There were so many recipes and so many changes in what I did that even I have a hard time remembering them all and hunting them down when I forget some of things I did or when other members ask me questions. What I usually do is to use the forum's search features. For example, if I want to find something that is on this thread, I use the search box at the top of the page (any page) of this thread. That almost always works but if not, I use the advanced search feature. Peter even made a thread on this subject and made it a sticky for members to refer to, including new members who are asked to read it when they become members. That thread is at http://www.pizzamaking.com/forum/index.php/topic,3101.0.html. If you plan to do much on the Detroit style of pizza for a future business, you may want to use the forum's search features. If you can't find what you are looking for, then you might raise the questions. However, I think that at some point you may want to read this entire thread and also the Buddy's thread, as painful and time consuming as that might be. There is very little that has not been covered in those two threads about the Buddy's dough and pizzas. You might even find something that will work for your planned business or give you something to start with.

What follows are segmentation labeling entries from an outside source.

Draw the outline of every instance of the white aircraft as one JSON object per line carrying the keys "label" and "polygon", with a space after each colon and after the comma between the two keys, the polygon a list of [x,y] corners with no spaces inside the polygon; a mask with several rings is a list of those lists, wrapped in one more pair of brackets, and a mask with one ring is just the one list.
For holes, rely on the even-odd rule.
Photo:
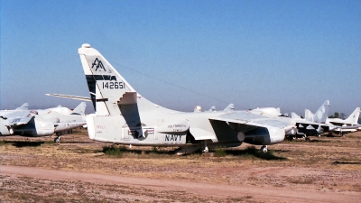
{"label": "white aircraft", "polygon": [[[84,112],[85,104],[80,104],[72,113]],[[25,103],[15,110],[0,111],[0,136],[22,135],[29,137],[49,136],[56,133],[54,142],[60,142],[60,136],[71,132],[73,128],[86,124],[82,115],[58,113],[63,107],[45,110],[28,110]]]}
{"label": "white aircraft", "polygon": [[249,111],[179,112],[142,97],[89,44],[79,49],[96,114],[87,117],[92,140],[147,146],[179,146],[178,154],[208,147],[267,145],[283,141],[294,125]]}

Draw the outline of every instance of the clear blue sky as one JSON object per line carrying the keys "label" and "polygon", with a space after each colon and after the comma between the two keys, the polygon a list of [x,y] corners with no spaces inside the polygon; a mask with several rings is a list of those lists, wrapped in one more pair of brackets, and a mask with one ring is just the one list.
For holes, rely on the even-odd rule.
{"label": "clear blue sky", "polygon": [[2,0],[0,108],[76,106],[86,42],[176,110],[361,106],[361,1]]}

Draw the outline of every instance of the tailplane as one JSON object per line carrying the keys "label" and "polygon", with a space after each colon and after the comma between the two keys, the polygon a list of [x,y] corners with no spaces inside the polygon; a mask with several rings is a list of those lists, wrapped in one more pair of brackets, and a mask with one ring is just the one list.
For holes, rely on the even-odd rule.
{"label": "tailplane", "polygon": [[87,104],[85,102],[81,102],[77,107],[74,108],[71,115],[85,115],[85,108],[87,107]]}

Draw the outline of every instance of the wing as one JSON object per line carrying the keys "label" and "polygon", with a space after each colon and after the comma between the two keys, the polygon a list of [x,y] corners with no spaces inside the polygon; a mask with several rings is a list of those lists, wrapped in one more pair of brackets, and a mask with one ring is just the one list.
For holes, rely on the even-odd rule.
{"label": "wing", "polygon": [[55,133],[71,130],[77,127],[83,126],[87,122],[69,122],[69,123],[57,123],[54,124]]}
{"label": "wing", "polygon": [[28,124],[33,116],[21,116],[21,117],[12,117],[4,120],[3,124],[5,126],[13,127],[19,126]]}
{"label": "wing", "polygon": [[71,95],[60,95],[60,94],[45,94],[46,96],[52,96],[57,97],[63,97],[63,98],[71,98],[71,99],[78,99],[83,101],[91,101],[90,97],[81,97],[81,96],[71,96]]}
{"label": "wing", "polygon": [[209,120],[227,122],[238,133],[238,140],[252,144],[274,144],[284,140],[286,132],[295,128],[294,125],[279,119],[239,111],[221,115]]}

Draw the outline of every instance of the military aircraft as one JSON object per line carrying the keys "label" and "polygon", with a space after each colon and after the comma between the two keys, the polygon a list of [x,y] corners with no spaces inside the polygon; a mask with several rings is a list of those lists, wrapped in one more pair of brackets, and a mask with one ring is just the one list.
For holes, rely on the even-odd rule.
{"label": "military aircraft", "polygon": [[60,142],[60,136],[71,133],[73,128],[86,124],[83,115],[71,115],[84,113],[84,105],[80,104],[70,115],[58,113],[64,107],[49,108],[44,110],[28,110],[25,103],[15,110],[0,111],[0,136],[22,135],[29,137],[49,136],[56,133],[54,142]]}
{"label": "military aircraft", "polygon": [[[250,110],[250,112],[255,115],[262,115],[269,118],[278,119],[283,123],[288,123],[289,125],[293,125],[297,128],[287,132],[286,136],[289,138],[302,137],[306,140],[309,140],[310,135],[319,135],[319,134],[329,130],[328,125],[322,124],[322,122],[325,123],[325,120],[328,116],[327,114],[329,112],[329,101],[326,100],[317,111],[317,116],[312,116],[313,120],[310,121],[301,118],[293,112],[291,114],[292,116],[288,117],[288,115],[286,116],[281,113],[280,108],[274,107],[255,108]],[[317,123],[316,121],[319,123]]]}
{"label": "military aircraft", "polygon": [[87,117],[92,140],[143,146],[179,146],[178,154],[208,147],[267,145],[283,141],[294,125],[249,111],[179,112],[141,96],[89,44],[79,49],[96,114]]}

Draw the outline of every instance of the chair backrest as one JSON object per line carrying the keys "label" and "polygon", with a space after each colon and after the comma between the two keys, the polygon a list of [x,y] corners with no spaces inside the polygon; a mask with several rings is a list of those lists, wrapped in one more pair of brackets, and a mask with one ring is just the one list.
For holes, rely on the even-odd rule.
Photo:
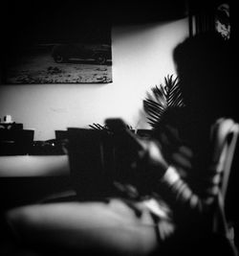
{"label": "chair backrest", "polygon": [[225,200],[239,134],[239,125],[232,119],[221,118],[215,123],[212,132],[215,147],[213,162],[216,163],[217,173],[222,175],[220,194]]}
{"label": "chair backrest", "polygon": [[[221,118],[217,120],[212,128],[212,138],[214,140],[213,162],[216,164],[217,173],[221,175],[217,208],[213,220],[213,231],[226,236],[231,242],[232,246],[234,246],[233,229],[228,227],[225,213],[225,200],[238,134],[239,125],[232,119]],[[234,254],[237,255],[236,252]]]}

The Occident flour you asked about is a bleached and bromated flour that is from Conagra. It has a protein content of 12.2% (Buddy's told me that). That is somewhere between an all-purpose flour and a bread flour. The Kyrol flour is a high gluten flour with a much higher protein content. We don't know if Buddy's is using the Occident flour, only that the flour that they are using is bromated and has a protein content of 12.2%.

This is what I am currently using for a formulation for a BuddyĎs clone dough for a one day cold ferment.

TF 0.1218
Flour 100% Occident bromated
Hydration 71.023%
IDY 0.80%
Salt 1.75% Kosher salt
Bowl residue compensation 2.0%

A final dough temperature is about around 75 degrees F.

9.5 ounces dough ball for a 4-square steel pan
19 ounces dough ball for a 8-square steel pan

Norma

Wow, Norma, they should give you combat pay for what they make you go through, just to sell pizzas.  It sounds like one of those Food Channel cooking contests, where the contestants are not allowed to bring any pre-made items, but must create everything on-site, from scratch - except I suspect that there's not much chance of someone handing you a giant $10,000 check at the end...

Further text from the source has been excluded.